He'll Slither His Way Into Your Heart
Is there something slithering in your backyard, or have you seen a tail sliding away into the bushes? While there are some snakes you should stay away from, there are plenty of non-venomous ones too. If you live in northern Australia, you might come across the Children’s Python this month.
This python buddy is a fairly common sight in Darwin and nearby towns and they are nothing to be afraid of. The gentle nature of a Children’s Python makes them hard not to like, and like all pythons, they don’t produce any toxic venom. When the Children’s Python is catching its prey, it relies on its powerful constricting muscles to squeeze the air out of its dinner, instead of using venom.
These friendly little creatures only grow to 1 metre long, making them the second smallest Python in the world. It also makes them one of the daintiest of Australian snakes. Their scales have an iridescent sheen in certain light, adding to their beauty.
Now is a good time to spot the Children’s Python. Their mating season is beginning this month and will last until August. Keep an eye out as you may see rival male Children’s Pythons wrestling in the dust. These guys are fighting for the right to mate with the local females.
AOnce the mum has mated, she will lay 2-20 eggs later in the year. She sticks her little white eggs together in a clump and then curls protectively around them to keep them warm and scare off predators.
These little Trouble Makers aren’t as scary as you may initially think so if you’re lucky enough to have one in your area, be glad that he is safely guarding your house from other pesky animals.
The Children’s Python loves to eat most small animals including lizards, frogs, small mammals and even birds. They can be a big help if you feel you have too many mice or rats in your backyard.
To keep the Children’s Python as your free pest controller, avoid using rat poison in or around your house. Otherwise snakes will eat the poisoned rats and absorb the poison too. Rat poison can kill not only rats but snakes and other animals too.
These guys often hunt at night and instead of relying just on their eyes, they also have a heat-sensing lip that allows them to ‘see’ their warm-blooded prey. The senses on their lower jaw, work in a similar way to infra-red cameras that can detect heat. This adaptation helps the Children’s Python find their prey in the dark and gives them the element of surprise.
The Children’s Python is a very clever buddy and has developed some interesting techniques and behaviours. One of its favourite foods are bats, but bats can be tricky to catch. Unlike the Children’s Python, bats are very fast fliers. In order to catch their food, the Python hangs down at a cave entrance and snatches a flying bat from mid-air! Click to watch David Attenborough discuss this ability in a similar species.
You can also see this snake right across Australia, but usually behind glass as they are a favourite pet for snake lovers. These snakes are usually very chilled out, which is why they are often kept as pets by people all over the world. If you think a Children’s Python would make a great pet, make sure to check the licensing rules as they are different state to state. Remember it’s illegal and dangerous to just take one from the wild. Click to watch a clip about keeping them as pets.
DID YOU KNOW?
The name, Children’s Python, could imply they are suitable for children but it is actually to do with the zoologist who named them. When John Edward Gray was naming and classifying the Children’s Python, he decided to name them after his friend John George Children.

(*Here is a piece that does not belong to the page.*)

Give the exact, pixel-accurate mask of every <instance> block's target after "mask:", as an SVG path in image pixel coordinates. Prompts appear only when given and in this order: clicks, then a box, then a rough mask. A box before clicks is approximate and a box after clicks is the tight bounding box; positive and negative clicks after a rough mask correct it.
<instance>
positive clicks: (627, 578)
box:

If you see a Children’s Python or another snake, make sure you leave it where it is as you don’t want to get a bite! It’s best to quietly admire them from a safe distance. Avoid trying to catch, move, or kill snakes you see around your backyard, as this is when accidents happen. Your local council may be able to recommend a snake catcher to remove a snake if it doesn’t go away by itself, as they usually do.